Scrapy - The world’s most-used open source data extraction framework

privsec

https://www.scrapy.org/
Repo: https://github.com/scrapy/scrapy
Scrapy is a web scraping framework to extract structured data from websites. It is cross-platform, and requires Python 3.9+. It is maintained by Zyte (formerly Scrapinghub) and many other contributors.

Scrapy is a fast high-level web crawling and web scraping framework, used to crawl websites and extract structured data from their pages. It can be used for a wide range of purposes, from data mining to monitoring and automated testing.

##################

Scrapy at a glance

Scrapy (/ˈskreɪpaɪ/) is an application framework for crawling web sites and extracting structured data which can be used for a wide range of useful applications, like data mining, information processing or historical archival.

Even though Scrapy was originally designed for web scraping, it can also be used to extract data using APIs (such as Amazon Associates Web Services) or as a general purpose web crawler.
Walk-through of an example spider

In order to show you what Scrapy brings to the table, we’ll walk you through an example of a Scrapy Spider using the simplest way to run a spider.

Here’s the code for a spider that scrapes famous quotes from website https://quotes.toscrape.com, following the pagination:

import scrapy

class QuotesSpider(scrapy.Spider):
name = "quotes"
start_urls = [
"https://quotes.toscrape.com/tag/humor/",
]

def parse(self, response):
    for quote in response.css("div.quote"):
        yield {
            "author": quote.xpath("span/small/text()").get(),
            "text": quote.css("span.text::text").get(),
        }

    next_page = response.css('li.next a::attr("href")').get()
    if next_page is not None:
        yield response.follow(next_page, self.parse)
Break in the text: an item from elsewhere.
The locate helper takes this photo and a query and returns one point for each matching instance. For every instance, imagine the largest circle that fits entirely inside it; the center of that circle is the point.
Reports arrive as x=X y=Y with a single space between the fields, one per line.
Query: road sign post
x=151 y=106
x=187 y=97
Put this in a text file, name it something like quotes_spider.py and run the spider using the runspider command:

scrapy runspider quotes_spider.py -o quotes.jsonl

When this finishes you will have in the quotes.jsonl file a list of the quotes in JSON Lines format, containing the text and author, which will look like this:

{"author": "Jane Austen", "text": "\u201cThe person, be it gentleman or lady, who has not pleasure in a good novel, must be intolerably stupid.\u201d"}
{"author": "Steve Martin", "text": "\u201cA day without sunshine is like, you know, night.\u201d"}
{"author": "Garrison Keillor", "text": "\u201cAnyone who thinks sitting in church can make you a Christian must also think that sitting in a garage can make you a car.\u201d"}
...

What just happened?

When you ran the command scrapy runspider quotes_spider.py, Scrapy looked for a Spider definition inside it and ran it through its crawler engine.

The crawl started by making requests to the URLs defined in the start_urls attribute (in this case, only the URL for quotes in the humor category) and called the default callback method parse, passing the response object as an argument. In the parse callback, we loop through the quote elements using a CSS Selector, yield a Python dict with the extracted quote text and author, look for a link to the next page and schedule another request using the same parse method as callback.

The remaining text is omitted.